C'est là que le Seigneur est venu le rappeler à Lui,
subitement: on l'a découvert un matin inanimé dans
son lit.
Il a été inhumé le 16 septembre dernier, après
le Sacrifice de la messe offert dans 1'Eglise de sa paroisse, sous
la présidence de Mgr 1'Evêque de Luxembourg, en présence
de quelques membres de sa famille et d'un certain nombre de confrères,
religieux scj, qui avaient connu le Père Schwall, soit en
cours d'études, soit au cours de sa vie missionnaire au Cameroun.

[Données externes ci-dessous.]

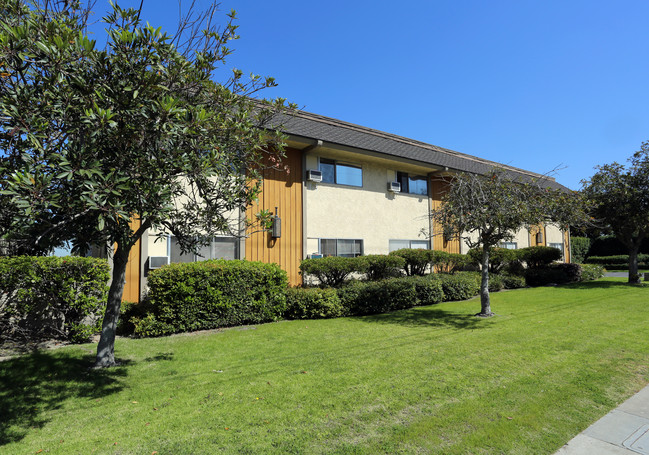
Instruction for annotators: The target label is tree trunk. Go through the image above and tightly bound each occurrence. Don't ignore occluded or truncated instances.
[629,245,640,284]
[95,243,130,368]
[476,246,493,317]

Jusqu'ici rien que de très ordinaire qui s'apparente de près
ou de loin à la vie religieuse et sacerdotale de la plupart
d'entre nous.
C'est pourquoi j'ai accepté d'écrire ce petit billet
à la demande du P. Provincial L-W, le jour même des
obsèques du Père Schwall, le 16.9 dernier.
A quel titre? Aucun titre spécial, si ce n'est le fait que
nous avons vécu seuls, tous Ies deux, pendant 5 années
consécutives dans le même poste de mission à
Nyombé au Cameroun. Aucun talent littéraire, mais
une vraie et solide amitié forgée, jour après
jour au creuset de lexpérience et de la souffrance,
comme l'on dit: pour le meilleur et pour le pire au service du Seigneur.
Qui donc était le P. A.Schwall ?
Après ses études secondaires à Clairefontaine,
il arrive en France au début de la guerre 39-45; il fit son
noviciat et ses études de théologie malgré
les pérégrinations exigées par la guerre entre
1941 et 1947. Il fut alors ordonné prêtre au sanctuaire
marial de La Salette en juillet 1946 par Mgr Vittoz, évêque
auxiliaire de Grenoble, le scolasticat étant encore à
Uriage avant de s'installer à Lyon.
Puis ce fut, après de courts séjours à Neussargues
et Amnéville, le grand départ pour le Cameroun en
octobre 1950, où il fut successivement affecté à
plusieurs postes par Mgr Bouque. Trois postes accaparèrent
la majeure partie de sa vie missionnaire: Bakomako, Nyombé;
Nkala, puis deux séjours dans les postes de Loum-Chantier
et Babadjou. Puis ce fut le retour en Europe où il regagna
son pays où l'avait déjà précédé
le Père Willy Roettgers, également missionnaire au
Cameroun.
Le Père Armand ? Un authentique missionnaire dans toute l'acception
du terme: l'homme qui fait tout, l'homme qui supporte et souffre
tout, sans rien dire parce que c'est normal. A mon arrivée
à Nyombe, j'ai trouvé le P. Armand qui remplissait
les fonctions de directeur d'école: fonction qu'il me céda
peu après pour devenir tout à la fois: catéchiste,
constructeur, planteur, président de syndicat agricole, sans
négliger le cas échéant, le rôle de mécanicien,
de chauffeur, de menuisier ou de cuisinier: c'était là
le rôle de tout missionnaire, qui, ignorant et incompétent
en arrivant apprenait "sur le tas" tout ce qui lui était
indispensable: là aussi le P. Armand était toujours
l'homme de la situation et lorsqu'on lui avait confié une
chose, on pouvait lui faire confiance: : on savait que la chose
serait faite et bien faite, et qu'il n'y avait pas à y revenir.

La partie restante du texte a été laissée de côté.